Cameras, like eyes, are designed to work over a large range of brightness. Camera lenses have adjustable apertures to vary the amount of light hitting the sensor, and the shutter speed can be varied over a large ranges of values. The sensors also have varying amounts of sensitivity to light. But a sensor with twice the surface area of another collects twice the total amount of light, and we could assume (all things otherwise being equal) that it can operate similarly in light that is half as bright.
Now I've taken decent photos in dark places with a cheap point-and-shoot camera, but that was only when the camera was sitting on a tripod and its shutter was open for a long time. I certainly could not hand-hold the camera and expect to get anything else except digital noise. However, I can and do often take fairly decent hand-held shots at dusk with my Nikon DSLR. The major difference between these two cameras is simply the size of the sensor: the Nikon lets in a far larger total amount of light.

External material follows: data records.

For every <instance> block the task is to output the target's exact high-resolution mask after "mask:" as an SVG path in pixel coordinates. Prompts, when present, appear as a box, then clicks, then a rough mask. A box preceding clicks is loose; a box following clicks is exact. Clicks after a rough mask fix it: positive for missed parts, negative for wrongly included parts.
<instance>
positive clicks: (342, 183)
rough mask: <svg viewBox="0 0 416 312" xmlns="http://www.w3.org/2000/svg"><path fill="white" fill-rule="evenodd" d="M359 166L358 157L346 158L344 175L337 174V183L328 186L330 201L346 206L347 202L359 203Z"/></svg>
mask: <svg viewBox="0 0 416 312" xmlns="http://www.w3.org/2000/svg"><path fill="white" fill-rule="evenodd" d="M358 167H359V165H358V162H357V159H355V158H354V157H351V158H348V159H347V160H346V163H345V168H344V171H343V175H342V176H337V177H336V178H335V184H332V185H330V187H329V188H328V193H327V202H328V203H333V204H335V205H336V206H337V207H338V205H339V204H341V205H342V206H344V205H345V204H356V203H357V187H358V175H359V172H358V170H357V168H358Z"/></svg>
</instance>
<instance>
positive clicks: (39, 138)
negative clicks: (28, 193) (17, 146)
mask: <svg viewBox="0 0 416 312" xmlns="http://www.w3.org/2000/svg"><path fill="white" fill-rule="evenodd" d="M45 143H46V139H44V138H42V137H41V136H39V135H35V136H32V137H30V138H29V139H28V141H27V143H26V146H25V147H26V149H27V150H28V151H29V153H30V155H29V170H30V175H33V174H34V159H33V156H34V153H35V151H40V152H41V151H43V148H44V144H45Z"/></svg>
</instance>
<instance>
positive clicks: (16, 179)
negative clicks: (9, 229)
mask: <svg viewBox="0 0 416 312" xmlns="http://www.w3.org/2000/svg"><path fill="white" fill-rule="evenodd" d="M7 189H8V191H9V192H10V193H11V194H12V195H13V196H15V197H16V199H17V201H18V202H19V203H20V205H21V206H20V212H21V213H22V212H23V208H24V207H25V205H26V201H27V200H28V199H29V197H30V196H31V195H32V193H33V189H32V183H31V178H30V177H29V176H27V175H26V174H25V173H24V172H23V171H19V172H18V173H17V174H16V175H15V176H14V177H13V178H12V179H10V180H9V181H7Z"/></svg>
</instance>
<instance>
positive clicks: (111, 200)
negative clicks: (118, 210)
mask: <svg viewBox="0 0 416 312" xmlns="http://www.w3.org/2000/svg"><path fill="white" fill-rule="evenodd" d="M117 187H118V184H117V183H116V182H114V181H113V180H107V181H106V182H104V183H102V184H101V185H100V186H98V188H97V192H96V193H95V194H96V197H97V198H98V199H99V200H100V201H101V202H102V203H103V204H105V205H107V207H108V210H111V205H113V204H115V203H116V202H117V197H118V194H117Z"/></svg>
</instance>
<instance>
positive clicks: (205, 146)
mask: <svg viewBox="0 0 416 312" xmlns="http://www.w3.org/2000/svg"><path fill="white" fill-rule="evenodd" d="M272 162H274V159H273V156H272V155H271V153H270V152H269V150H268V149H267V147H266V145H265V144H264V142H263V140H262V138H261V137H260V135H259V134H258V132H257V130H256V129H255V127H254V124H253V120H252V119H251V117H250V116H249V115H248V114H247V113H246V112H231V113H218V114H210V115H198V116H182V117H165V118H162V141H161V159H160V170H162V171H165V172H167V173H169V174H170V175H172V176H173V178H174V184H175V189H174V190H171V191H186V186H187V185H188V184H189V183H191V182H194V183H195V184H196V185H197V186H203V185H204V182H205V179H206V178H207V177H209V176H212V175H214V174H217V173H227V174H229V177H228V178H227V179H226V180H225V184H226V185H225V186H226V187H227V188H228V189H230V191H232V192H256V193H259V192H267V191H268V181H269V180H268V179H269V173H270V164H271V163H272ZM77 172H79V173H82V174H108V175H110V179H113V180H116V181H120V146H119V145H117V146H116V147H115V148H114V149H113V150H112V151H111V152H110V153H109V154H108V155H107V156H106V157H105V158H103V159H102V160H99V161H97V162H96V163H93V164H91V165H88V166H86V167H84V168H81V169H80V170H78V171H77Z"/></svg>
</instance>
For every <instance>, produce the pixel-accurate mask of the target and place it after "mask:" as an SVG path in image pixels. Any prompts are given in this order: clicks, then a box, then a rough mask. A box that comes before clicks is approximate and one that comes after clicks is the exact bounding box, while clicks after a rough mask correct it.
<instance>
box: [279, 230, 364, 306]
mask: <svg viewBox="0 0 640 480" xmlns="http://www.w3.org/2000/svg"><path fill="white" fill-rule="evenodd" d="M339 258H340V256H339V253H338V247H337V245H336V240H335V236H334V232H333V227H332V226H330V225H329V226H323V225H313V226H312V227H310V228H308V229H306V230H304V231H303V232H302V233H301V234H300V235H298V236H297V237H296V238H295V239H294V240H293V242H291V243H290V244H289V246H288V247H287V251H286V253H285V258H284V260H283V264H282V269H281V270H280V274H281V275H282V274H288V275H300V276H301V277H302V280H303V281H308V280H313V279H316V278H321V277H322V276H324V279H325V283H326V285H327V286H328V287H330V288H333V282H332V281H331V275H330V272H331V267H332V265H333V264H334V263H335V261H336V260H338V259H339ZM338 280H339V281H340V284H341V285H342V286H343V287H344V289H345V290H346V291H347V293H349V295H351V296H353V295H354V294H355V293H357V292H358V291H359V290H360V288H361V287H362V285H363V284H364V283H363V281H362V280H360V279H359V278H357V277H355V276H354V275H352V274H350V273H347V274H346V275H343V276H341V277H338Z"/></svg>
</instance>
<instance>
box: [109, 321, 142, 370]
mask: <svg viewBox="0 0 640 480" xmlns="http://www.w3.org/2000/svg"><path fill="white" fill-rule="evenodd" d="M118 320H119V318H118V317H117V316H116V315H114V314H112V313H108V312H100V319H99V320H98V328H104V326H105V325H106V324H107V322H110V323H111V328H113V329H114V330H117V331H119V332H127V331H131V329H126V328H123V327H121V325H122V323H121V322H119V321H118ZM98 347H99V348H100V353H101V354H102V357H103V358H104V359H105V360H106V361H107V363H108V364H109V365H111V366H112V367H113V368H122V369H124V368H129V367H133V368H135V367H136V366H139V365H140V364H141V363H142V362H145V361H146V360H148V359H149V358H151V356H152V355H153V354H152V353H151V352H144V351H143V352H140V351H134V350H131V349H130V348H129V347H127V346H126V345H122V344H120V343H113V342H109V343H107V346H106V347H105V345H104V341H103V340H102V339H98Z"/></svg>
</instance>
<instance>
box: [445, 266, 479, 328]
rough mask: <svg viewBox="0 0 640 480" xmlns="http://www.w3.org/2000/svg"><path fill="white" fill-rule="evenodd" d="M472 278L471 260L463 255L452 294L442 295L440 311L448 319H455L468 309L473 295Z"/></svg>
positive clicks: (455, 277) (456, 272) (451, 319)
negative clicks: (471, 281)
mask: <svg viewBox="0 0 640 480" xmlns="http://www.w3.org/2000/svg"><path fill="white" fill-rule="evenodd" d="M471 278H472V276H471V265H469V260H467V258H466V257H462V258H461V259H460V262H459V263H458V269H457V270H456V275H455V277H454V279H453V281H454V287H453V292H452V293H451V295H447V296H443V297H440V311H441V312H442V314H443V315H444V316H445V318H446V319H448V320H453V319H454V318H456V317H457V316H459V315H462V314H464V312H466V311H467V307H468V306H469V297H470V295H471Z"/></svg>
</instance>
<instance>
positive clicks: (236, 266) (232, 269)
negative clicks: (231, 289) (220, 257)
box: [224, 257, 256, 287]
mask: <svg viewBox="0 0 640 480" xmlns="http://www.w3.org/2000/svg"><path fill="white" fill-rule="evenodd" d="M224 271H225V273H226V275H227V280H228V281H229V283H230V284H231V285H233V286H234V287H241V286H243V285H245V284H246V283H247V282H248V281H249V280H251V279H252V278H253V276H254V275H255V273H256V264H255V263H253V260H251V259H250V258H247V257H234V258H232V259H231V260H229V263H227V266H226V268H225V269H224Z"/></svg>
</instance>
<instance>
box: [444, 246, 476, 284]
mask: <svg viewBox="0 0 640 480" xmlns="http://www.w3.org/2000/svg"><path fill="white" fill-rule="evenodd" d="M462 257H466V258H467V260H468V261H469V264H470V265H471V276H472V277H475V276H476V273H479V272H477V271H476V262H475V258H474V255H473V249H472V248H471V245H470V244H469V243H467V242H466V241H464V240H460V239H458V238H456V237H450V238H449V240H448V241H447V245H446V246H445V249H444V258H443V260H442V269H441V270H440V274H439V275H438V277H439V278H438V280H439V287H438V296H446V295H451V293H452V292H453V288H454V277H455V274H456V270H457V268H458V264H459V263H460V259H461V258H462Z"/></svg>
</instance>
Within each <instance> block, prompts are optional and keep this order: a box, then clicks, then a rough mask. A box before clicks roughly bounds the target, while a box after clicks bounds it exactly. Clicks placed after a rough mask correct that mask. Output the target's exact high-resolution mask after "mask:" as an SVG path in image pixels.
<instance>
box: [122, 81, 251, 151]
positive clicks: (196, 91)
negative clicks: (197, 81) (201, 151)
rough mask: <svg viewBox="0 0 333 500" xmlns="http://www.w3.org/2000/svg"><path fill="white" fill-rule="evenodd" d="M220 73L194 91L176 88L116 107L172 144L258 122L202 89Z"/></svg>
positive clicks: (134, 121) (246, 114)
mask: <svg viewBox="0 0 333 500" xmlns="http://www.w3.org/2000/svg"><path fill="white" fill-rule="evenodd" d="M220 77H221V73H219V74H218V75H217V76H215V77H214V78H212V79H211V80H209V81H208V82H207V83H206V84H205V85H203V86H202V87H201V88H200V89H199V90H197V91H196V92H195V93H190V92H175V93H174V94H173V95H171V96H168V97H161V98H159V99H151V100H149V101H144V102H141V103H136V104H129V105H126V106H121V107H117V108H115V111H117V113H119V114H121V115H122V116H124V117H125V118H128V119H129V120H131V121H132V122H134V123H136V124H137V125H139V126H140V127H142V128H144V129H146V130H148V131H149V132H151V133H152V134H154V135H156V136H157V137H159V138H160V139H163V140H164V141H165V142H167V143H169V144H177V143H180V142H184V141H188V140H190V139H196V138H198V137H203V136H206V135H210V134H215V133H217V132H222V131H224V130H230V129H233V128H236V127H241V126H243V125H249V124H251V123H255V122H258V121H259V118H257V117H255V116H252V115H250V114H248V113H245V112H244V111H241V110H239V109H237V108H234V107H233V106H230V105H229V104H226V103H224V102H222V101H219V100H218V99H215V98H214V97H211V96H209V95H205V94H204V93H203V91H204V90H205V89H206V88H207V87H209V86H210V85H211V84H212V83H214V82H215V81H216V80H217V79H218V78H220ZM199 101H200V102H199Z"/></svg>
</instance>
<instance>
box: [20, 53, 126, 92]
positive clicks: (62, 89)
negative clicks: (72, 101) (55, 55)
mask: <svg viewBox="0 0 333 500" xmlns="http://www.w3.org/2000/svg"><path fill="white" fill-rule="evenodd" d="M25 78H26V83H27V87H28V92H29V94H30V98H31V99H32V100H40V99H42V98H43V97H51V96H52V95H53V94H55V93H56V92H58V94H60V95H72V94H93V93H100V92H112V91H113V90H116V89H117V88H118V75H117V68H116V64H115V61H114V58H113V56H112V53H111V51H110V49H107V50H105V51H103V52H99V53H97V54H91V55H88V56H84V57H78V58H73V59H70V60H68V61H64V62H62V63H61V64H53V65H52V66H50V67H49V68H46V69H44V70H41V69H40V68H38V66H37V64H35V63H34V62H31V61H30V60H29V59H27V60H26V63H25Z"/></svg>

Same scene taken with a newer cell phone camera on top, and an older DSLR camera on the bottom.
We know that cheap point-and-shoot cameras, selling for less than US$50, and having tiny sensors, can take good images in broad daylight with little digital noise. Let us take this quality as our baseline, and determine what size of a sensor we need if we want to take images of similar quality and with similar camera settings under dimmer lighting. This table shows standard digital sensor sizes, along with the lighting conditions that would be equivalent to typical cell phone cameras in bright daylight:
|Sensor size||Use||Sensor area in square millimeters||Lighting condition|
|1/4”||Cell phones and toy digital cameras.||7.68||Bright daylight|
|1/3.2”||Premium cell phone cameras.||15.5||Hazy sunlight|
|1/2.3”||Compact digital cameras.||28||Cloudy bright|
|1/1.7”||Premium compact cameras.||43||Light overcast|
|2/3”||Some bridge cameras.||58||Heavy overcast|
|CX or 1”||Nikon 1 series.||116||Sunset|
|Micro 4/3rds||Olympus and Panasonic mirrorless interchangeable lens cameras.||225||Dusk|
|APS-C||Most Nikon, Pentax, and Sony DSLRs; lower-end Canon sensors are slightly smaller at 329 square mm. Also found in some premium rangefinder cameras.||370||Indoor sports, stage shows|
|35mm, “Full frame”||High-end cameras from Nikon, Pentax, Sony, Canon, and Leica.||864||Bright street lighting at night|
A camera sensor that has twice the surface area ought to produce an image with a similar amount of digital noise when the lighting is half as bright, all things else being equal. Certainly there are more factors involved, but sensor size is one of the most significant when it comes to image noise.
Photojournalists tend to use the cameras near the bottom of the list, especially if they need to capture a scene in dim lighting without the use of a flash. Note that the Micro 4/3rds cameras are fairly close in sensor size to the APS-C sized cameras, and their discrete size and noiseless operation make them viable for some work under dim lighting. Manufacturers have recently been putting the larger APS-C and 35mm sensors into compact cameras, which many photographers find highly desirable.